Hasan Junus mengutif Tuhfat al-Nafis, yang mencatat tentang pembukaan Pulau Penyengat, sehingga menjadi sebuah kota dan bagian dari pusat Pemerintahan Kerajaan Melayu Riau-Lingga-Johor dan Pahang, yang jelas sekali dilakukan oleh Yang Dipertuan Besar, Sultan Mahmud Ri’ayat Syah.
Syahdan adapun Baginda Sultan Mahmud apabila sudah paduka anakda baginda itu keduanya balik masing-masing ke negerinya, maka baginda pun menyuruh Punggawa Bakak menebas Pulau Penyengat Indera Sakti itu cucikan karena Punggawa Bakak itu dia memang duduk di Penyengat itu ada empat lima buah rumah.
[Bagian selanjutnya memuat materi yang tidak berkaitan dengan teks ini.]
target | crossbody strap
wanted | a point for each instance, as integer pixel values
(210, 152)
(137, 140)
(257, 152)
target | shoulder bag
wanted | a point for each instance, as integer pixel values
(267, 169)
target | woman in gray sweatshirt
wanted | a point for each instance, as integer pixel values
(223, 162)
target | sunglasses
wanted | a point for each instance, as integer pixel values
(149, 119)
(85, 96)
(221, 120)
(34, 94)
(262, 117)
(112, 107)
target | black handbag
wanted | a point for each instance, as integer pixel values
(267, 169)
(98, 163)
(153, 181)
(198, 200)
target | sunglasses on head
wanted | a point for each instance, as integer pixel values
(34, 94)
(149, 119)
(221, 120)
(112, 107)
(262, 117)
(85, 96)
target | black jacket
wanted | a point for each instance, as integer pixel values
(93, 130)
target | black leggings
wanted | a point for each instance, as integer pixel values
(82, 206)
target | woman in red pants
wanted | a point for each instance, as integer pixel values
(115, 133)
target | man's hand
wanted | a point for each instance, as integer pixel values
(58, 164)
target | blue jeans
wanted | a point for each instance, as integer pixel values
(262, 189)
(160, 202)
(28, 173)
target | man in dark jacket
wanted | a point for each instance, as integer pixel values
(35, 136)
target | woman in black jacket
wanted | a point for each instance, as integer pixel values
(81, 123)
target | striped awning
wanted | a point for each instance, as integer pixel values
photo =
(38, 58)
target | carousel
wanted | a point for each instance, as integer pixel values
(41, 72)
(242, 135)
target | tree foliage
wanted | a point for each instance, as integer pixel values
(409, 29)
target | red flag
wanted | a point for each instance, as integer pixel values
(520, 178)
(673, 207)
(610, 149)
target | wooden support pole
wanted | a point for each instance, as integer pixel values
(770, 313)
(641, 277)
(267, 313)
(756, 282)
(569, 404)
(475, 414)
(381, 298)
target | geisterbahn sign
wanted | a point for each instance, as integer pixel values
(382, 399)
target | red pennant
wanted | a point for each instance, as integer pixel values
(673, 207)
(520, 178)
Maka dikerjakan oleh Punggawa Bakak itu seperti titah baginda itu. Maka telah cuci Pulau Penyengat itu ditebas, maka baginda pun berbuatlah istana dan kota-paritnya dengan masjid balairungnya. Adalah yang memerintahkan segala pekerjaan itu ialah Encik Kaluk bin Encik Suluh peranakan Bugis.
Maka tiada berapa antaranya selesailah pekerjaan itu. Maka apabila selesai Pulau Penyengtat itu jadi negeri tempat kerajaan maka baginda pun memindahkan paduka adinda Engku Puteri Raja Hamidah isterinya, ke istana Pulau Penyengat dengan orang baik-baiknya dan anak raja-raja serta ianya.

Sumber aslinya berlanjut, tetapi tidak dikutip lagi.